Featured Actor Joined: 12/6/05
Ok, so is anyone else rediscovering how excellent this show was? I am as I revisit it on DVD. Great writing, great theatre actors among the main cast and guest stars (Nana Visitor, Frank Langella, Vanessa Williams, to name a few)... by far the BEST Star Trek series ever (TV Guide's words). It wasn't a Star Trek show--it was a show about life that happened to take place in the Star Trek world. No formulas, no limitations.
It is so odd to hear good dialogue coming from the TV. I firmly believe most good network television died after the 1990s.
Oh well. Who else loves this show? I think it could have run 20 years--plenty of ideas. I miss it terribly.
I like all of the Star Trek series. However, Jean Luc Picard from the Next Generation is the sexiest bald man I have ever watched! I used to work in Product Development for a limited edition collectibles firm. would you believe that the biggest selling plate was that of Mr. Spock? We sent out a questionnaire to die hard Trek fans for the next series of plates to ask their opinions. These people were able to name episodes in great detail, when they aired, who was in the cast, etc. It was amazing how much they knew about each episode. When my son was young, we took him to a museum that was having a Star Trek convention. These people were dressed to the hilt in costumes and were separated in groups by the name of their federation. They were speaking Clingon, Romulon, etc. Each federation club also participated in community service projects- that was kind of neat. Another time, my sister took my son to the mall (when he was about 3). She took him into a plus size store. There was a big black woman who was wearing her hair in braids that was shoulder length. He said to my sister- Look- it's a Clingon. The sales lady just laughed because she was a Star Trek fan!
Broadway Star Joined: 12/31/69
Oh man... the later seasons of Deep Space Nine are such an underappreciated gem. While the earlier seasons were a bit shaky, once the Dominion War storyline kicked in, the writing was fantastic. I love how the sci-fi world of Starfleet was contrasted with the mysterious and detailed spiritual world of Bajor and the Prophets. Avery Brooks certainly came into his own with this one, moreso than I think anyone quite thought him capable of at first.
It took a while for me to warm to DS9. When it first started, I was in high school, and riding the TNG love-fest.

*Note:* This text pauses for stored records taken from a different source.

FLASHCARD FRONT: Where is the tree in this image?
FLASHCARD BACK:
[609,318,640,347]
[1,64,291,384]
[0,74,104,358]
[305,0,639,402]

I watched the premiere with friends, and we were completely bored. I stuck with it for about half the season and it never did grab me. BUT, about 2 years ago, I started watching it on dvd...apparently I was too young to "get it," or something, but I completely fell in love with it.
No formulas, no limitations.
It is so odd to hear good dialogue coming from the TV. I firmly believe most good network television died after the 1990s.
Couldn't have said it better myself.
Broadway Star Joined: 2/3/05
DS9 is my favorite Star Trek series. . . I like that they delve more into relationships than the other series did.
I loved DS9 until it became a silly soap opera.
This. But I never really "loved" it.
When Kira was carrying O'Brien's baby and they started acting like the bickering couple, they lost me.
Featured Actor Joined: 12/6/05
Nana Visitor was pregnant in real life. Rather than make Kira pregnant, which would have been unlikely, or write Kira out for a few months, which would have sucked, or film her from the neck up, which would have been silly, they came up with the plausible idea that Kieko was pregnant and during a trip with Kira or something, she was injured and the only way to save the baby was to put it in another mother, ASAP. Thus Kira carried it. I thought it was a brilliant idea, and I thought that the bickering really added an element to the story. If you were carrying someone's baby of course you would grow attached to it.
I agree with Mother's Younger Brother--I didn't get how BRILLIANT the show was until recently. It went over my head when I was a kid.
Review the episode "Homefront" from season 4, and see how it is a chilling vision of things to come in our own world with terrorism and paranoia.
Look at Bajor and how it could easily be an allegory for Iraq, and the whole Middle East, or post-war Europe. And the beauty is that who symbolizes what entirely depends on your own interpretation.
I have never seen a show that was so layered and rich... and a show that went though 1000 changes (Defiant, Worf, Klingon War, Dominion War, New Dax) and still kept up the integrity of the plots.
And I'll say right now that Garak and Weyoun were the coolest on there. Andrew Robinson is perhaps one of the best actors to ever appear on television. Oh and Louise Fetcher? Loved her.